The DPC took a more measured view and determined that the €450,000 fine was in keeping with the nature of the infringement that occurred and the time period. In a statement responding to the DPC's decision, Twitter pointed out that the delay in reporting the relevant breach occurred as "an unanticipated consequence of staffing between Christmas Day 2018 and New Years' Day" so it seems fair to assume that the DPC took account of the fact that a delay over the Christmas holiday period did not necessarily point to a wider recurrent or systemic fault in Twitter's reporting procedures. It is also notable that while Twitter took steps to remedy the initial source of fault and cooperated with the DPC throughout its inquiry, the degree of cooperation by Twitter was found to not amount to a mitigating factor in the final decision reached. The DPC noted that this was a statutory obligation and Twitter did not go beyond such duty.

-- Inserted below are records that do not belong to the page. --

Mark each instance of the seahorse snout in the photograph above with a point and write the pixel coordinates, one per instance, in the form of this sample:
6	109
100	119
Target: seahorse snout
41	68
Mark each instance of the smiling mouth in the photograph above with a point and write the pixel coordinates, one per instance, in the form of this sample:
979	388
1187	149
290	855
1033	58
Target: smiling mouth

Ramifications for the Future
The Twitter case has shone a light on the tortuous nature of the consistency and cooperation mechanism under GDPR and on the lack of a consistent regulatory policy among Supervisory Authorities as to how to apply corrective measures, especially fines, in a manner that meets the Article 83 threshold of being "effective, proportionate and dissuasive". The case illustrates that the DPC followed the letter of the law in terms of the process, the decision is well reasoned and, at 188 pages, very detailed. While the decision was revised on foot of the dispute resolution mechanism, the DPC preserved its policy position that this was a matter which warranted a relatively modest fine when assessed on its merits.

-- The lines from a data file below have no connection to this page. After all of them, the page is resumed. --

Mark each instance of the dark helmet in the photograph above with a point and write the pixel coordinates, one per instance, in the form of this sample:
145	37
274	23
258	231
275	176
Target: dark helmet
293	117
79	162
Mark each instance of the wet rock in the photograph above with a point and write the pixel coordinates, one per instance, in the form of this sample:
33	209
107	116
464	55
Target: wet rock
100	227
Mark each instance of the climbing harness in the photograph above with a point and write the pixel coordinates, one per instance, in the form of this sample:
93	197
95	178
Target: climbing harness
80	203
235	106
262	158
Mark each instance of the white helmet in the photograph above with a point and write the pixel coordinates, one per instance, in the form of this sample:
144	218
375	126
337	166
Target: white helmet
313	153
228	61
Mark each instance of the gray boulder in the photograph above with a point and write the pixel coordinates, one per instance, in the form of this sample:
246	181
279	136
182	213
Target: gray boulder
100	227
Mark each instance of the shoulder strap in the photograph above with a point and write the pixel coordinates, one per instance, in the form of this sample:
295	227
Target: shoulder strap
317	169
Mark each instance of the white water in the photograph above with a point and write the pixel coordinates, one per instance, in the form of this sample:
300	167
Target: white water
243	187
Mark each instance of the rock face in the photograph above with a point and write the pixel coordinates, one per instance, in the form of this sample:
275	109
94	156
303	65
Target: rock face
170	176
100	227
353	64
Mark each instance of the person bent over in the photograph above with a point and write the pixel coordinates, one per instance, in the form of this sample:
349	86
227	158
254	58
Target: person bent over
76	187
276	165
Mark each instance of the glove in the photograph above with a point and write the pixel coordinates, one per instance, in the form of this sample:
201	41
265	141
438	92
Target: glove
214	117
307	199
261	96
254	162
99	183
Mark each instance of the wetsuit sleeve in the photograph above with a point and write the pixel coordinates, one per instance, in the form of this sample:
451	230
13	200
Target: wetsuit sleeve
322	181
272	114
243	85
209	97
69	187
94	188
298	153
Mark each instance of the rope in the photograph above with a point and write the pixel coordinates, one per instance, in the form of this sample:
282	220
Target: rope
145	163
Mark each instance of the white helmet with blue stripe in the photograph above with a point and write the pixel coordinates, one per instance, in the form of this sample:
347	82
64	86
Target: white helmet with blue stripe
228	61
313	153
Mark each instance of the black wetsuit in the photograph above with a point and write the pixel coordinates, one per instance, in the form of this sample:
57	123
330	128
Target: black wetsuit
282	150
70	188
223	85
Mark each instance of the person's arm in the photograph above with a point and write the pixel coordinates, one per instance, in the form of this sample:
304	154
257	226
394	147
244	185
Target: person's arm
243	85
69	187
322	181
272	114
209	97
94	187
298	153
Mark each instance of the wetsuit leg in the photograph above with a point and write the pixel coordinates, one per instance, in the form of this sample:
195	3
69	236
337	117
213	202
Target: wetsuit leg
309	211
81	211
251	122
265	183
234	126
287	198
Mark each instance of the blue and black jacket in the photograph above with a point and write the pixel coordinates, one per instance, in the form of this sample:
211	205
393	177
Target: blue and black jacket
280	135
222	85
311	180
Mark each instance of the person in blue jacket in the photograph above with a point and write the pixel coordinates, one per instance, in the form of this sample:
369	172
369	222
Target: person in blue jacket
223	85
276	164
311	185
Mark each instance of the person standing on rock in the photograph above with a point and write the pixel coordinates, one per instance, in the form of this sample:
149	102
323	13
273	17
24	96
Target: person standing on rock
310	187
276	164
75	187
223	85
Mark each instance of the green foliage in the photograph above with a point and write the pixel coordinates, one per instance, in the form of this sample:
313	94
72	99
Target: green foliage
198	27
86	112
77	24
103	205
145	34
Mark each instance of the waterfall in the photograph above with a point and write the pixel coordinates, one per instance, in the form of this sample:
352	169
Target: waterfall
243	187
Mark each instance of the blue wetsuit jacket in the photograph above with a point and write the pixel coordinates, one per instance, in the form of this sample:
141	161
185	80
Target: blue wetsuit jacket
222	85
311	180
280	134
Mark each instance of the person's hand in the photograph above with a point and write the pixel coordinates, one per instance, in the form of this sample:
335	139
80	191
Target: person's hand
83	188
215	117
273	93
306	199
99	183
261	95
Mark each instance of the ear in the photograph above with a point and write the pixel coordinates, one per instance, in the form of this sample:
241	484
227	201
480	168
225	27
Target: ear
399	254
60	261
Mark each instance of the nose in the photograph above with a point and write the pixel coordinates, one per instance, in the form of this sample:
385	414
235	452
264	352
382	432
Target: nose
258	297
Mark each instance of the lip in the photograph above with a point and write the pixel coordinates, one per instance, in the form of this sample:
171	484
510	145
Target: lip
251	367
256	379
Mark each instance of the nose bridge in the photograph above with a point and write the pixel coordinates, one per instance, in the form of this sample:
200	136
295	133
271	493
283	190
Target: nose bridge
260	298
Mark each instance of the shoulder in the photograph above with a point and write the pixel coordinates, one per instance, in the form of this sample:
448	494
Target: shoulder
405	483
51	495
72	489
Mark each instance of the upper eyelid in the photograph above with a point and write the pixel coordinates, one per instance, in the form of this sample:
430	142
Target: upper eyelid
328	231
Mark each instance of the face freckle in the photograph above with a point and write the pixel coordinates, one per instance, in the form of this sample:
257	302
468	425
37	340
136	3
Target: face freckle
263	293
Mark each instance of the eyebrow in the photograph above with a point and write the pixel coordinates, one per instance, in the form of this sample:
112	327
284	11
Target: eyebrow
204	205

However, it would be unwise to read too much into the case as it will be some time before we have a sufficient body of other DPC decisions to discern predictable outcomes to future investigations. Arguably many of the other live investigations that await a final decision of the DPC will address more obvious harms to data subjects, and in turn may produce starker outcomes.
This article contains a general summary of developments and is not a complete or definitive statement of the law. Specific legal advice should be obtained where appropriate.